Serious complications such as organ involvement and lymphoma occur in a significant number of patients.
Sjogren’s also frequently impacts the nervous system. Peripheral neuropathies and autonomic neuropathies are common and often overlooked until they become severe.
There is a wide range of overall disease severity among patients. Even if symptoms are fairly mild, it is still important to reduce the risk of complications and progression. This will be discussed in the Treatment and Monitoring section.
The purpose of this section will be to dive deeper into how the many features of Sjogren's need attention in the clinical setting. There are still huge gaps in basic knowledge. One of the most important gaps is the poor understanding of fatigue and brain fog. Little research attention has been given to these life-changing symptoms. Other features, such as sicca manifestations, are better researched and have many treatment options.
The most common presentation is thought to be some version of the “Sjogren’s Triad”- fatigue, pain and dryness. Understanding other common early presentations could lead to more timely diagnosis. Long delays after first symptom onset are the norm. Common presenting complaints and Red flags are described in the PCPs-Steps to Diagnosis section.

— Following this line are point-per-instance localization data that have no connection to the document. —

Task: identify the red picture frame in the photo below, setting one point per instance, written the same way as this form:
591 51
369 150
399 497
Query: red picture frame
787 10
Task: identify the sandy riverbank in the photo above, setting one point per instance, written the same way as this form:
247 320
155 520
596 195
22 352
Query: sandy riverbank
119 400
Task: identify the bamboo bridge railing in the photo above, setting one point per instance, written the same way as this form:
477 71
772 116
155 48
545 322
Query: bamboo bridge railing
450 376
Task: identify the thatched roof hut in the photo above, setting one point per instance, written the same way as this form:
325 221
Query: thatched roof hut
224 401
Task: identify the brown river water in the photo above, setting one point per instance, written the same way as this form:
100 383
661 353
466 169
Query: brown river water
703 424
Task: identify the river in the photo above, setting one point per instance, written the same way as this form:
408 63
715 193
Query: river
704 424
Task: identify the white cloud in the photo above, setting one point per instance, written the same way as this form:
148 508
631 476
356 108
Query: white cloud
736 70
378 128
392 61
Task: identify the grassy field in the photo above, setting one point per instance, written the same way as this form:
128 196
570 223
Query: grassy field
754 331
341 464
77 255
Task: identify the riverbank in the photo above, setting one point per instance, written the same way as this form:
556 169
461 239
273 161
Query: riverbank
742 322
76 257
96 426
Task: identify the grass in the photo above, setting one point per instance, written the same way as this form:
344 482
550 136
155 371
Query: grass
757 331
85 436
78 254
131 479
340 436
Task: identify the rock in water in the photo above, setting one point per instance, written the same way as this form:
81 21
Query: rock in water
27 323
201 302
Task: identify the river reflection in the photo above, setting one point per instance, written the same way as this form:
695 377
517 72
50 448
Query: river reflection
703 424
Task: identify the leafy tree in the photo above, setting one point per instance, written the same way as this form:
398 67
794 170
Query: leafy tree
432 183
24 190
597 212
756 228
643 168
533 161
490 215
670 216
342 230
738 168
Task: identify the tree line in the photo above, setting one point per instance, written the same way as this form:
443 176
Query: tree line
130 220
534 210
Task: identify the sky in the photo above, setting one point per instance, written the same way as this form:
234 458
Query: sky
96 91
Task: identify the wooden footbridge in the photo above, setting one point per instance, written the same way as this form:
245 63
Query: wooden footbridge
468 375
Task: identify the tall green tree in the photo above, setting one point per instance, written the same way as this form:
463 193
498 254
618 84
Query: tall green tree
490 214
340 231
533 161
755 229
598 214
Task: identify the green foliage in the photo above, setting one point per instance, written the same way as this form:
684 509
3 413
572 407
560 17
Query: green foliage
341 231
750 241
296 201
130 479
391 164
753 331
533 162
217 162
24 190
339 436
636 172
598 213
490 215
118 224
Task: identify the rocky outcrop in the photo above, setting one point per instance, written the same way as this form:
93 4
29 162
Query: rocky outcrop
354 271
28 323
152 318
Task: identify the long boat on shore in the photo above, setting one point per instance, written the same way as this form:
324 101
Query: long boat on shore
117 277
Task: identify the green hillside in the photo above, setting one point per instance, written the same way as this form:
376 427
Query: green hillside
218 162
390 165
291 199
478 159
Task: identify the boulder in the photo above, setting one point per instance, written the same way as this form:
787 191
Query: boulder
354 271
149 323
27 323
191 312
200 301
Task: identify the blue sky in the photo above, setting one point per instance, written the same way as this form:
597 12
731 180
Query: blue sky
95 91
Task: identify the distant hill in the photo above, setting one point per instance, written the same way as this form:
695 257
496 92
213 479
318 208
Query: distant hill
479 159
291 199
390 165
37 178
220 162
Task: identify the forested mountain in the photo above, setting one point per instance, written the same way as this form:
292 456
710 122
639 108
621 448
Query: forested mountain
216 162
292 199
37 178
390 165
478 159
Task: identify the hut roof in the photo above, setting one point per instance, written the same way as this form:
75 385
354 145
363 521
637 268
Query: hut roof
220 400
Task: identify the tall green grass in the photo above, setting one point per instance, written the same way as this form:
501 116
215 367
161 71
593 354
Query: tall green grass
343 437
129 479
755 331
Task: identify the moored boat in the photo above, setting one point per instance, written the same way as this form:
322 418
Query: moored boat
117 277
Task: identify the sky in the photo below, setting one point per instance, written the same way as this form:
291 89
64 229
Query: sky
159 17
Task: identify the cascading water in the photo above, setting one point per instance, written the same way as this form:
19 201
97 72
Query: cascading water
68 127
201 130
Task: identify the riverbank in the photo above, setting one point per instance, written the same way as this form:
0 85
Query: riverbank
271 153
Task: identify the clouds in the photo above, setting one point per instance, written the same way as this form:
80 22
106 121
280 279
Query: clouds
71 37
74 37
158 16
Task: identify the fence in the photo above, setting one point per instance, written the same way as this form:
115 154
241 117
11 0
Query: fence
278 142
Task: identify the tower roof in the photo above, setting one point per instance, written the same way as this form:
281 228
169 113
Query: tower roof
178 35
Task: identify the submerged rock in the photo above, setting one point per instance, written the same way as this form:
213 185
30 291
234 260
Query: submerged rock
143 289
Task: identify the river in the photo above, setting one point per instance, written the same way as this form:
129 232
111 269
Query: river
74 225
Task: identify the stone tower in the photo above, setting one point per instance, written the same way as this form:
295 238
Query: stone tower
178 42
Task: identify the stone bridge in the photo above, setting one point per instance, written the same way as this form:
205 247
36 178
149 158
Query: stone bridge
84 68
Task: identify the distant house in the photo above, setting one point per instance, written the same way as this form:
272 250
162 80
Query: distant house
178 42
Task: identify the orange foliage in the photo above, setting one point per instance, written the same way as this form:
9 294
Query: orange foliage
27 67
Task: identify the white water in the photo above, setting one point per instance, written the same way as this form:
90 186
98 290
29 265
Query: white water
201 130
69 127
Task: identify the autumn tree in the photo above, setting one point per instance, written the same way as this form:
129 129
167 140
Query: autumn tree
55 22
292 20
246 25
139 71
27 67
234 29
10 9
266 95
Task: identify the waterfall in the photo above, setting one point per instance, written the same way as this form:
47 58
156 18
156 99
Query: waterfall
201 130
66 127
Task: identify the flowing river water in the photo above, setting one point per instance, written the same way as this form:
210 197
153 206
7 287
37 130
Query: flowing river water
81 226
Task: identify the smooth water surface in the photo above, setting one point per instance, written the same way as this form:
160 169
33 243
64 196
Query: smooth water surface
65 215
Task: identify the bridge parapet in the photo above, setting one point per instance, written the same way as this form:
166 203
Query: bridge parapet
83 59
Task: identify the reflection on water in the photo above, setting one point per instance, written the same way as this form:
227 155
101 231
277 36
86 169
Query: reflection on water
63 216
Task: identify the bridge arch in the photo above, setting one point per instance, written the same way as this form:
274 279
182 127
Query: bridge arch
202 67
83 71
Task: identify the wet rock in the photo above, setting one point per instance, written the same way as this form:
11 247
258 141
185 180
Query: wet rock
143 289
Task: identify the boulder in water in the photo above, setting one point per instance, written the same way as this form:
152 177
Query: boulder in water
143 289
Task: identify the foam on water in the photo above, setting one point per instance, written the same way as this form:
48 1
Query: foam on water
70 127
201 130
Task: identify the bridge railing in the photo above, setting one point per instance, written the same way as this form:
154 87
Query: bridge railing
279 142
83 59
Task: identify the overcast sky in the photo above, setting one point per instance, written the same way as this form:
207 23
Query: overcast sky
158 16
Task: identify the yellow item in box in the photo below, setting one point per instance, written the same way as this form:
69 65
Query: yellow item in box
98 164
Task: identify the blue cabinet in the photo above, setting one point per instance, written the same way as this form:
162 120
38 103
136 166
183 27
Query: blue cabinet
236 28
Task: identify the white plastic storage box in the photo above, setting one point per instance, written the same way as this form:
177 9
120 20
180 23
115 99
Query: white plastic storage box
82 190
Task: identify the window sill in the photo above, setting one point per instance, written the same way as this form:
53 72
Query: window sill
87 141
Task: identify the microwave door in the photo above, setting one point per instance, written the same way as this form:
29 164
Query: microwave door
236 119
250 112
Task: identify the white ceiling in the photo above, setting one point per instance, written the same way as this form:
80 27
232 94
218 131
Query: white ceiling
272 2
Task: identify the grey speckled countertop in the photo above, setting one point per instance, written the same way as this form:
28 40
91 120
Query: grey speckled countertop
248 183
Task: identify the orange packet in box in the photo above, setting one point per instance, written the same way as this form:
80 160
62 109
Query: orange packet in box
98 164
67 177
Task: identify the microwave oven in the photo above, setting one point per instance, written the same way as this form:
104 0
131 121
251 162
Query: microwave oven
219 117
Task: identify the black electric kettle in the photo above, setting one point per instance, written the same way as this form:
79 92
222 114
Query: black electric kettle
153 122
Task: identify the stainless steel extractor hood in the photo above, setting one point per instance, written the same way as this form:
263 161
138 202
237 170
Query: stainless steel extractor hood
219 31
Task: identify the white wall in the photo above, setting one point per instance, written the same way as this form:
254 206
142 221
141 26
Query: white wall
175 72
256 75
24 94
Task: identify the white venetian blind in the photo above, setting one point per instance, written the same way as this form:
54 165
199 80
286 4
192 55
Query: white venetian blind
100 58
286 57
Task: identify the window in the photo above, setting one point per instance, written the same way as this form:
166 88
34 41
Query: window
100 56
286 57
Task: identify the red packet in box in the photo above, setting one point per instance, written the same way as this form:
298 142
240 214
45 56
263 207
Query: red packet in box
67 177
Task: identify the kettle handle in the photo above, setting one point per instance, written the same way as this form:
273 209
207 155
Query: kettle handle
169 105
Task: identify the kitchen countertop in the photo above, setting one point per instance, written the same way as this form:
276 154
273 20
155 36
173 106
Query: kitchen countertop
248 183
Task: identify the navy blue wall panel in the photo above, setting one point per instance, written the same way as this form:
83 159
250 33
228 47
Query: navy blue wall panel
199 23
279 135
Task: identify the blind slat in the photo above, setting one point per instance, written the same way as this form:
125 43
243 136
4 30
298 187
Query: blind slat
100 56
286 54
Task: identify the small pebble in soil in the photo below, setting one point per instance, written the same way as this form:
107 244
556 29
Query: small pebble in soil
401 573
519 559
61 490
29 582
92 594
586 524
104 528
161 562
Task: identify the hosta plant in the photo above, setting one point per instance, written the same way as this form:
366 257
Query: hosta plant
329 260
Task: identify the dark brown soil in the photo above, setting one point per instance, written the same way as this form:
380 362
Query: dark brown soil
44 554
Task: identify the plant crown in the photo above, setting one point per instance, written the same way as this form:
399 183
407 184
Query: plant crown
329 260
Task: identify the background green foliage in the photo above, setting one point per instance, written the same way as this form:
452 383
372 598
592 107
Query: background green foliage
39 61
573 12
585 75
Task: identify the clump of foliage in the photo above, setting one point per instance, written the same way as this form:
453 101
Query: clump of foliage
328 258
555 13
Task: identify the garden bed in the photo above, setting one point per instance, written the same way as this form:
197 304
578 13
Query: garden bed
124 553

Some Sjogren’s manifestations are detected by routine tests rather than by symptoms. A few examples include:
Abnormalities of kidney function occur in up to 50 % of Sjogren's patients. This often occurs without any signs or symptoms (10, 79). Abnormal electrolytes, especially low blood potassium, may signal changes in kidney function. The typical milder versions of kidney involvement usually don’t require treatment, but need to be monitored. Progressive kidney disease occurs in about 5% of patients.
Immunological changes such as hypergammaglobulinemia (high IgG) may be found on blood tests. This is often first noticed because it causes a very high ESR.
Hematological changes may include low white blood count, low platelet count or anemia. A rare but serious hematologic complication is autoimmune hemolytic anemia.
Autonomic neuropathy. When this impacts the cardiovascular system, fatigue and dizziness are common. Patients may have rapid heart rates, especially with prolonged standing. Some have low blood pressure. These signs are often misattributed to anxiety, autoimmune fatigue or de-conditioning. This is unfortunate, because helpful treatments are available for POTS and other cardiovascular dysautonomias.
These four features are just a few examples of the many systemic manifestations that can occur in Sjogren’s.
Comorbidities will also be discussed.
Comorbidities are not direct Sjogren’s manifestations, but diseases and conditions that occur at higher rates in Sjogren’s patients. It is important for PCPs and non-rheumatology specialists to be aware of comorbidities. They call for increased monitoring to allow for early intervention. When possible, preventive measures should be taken.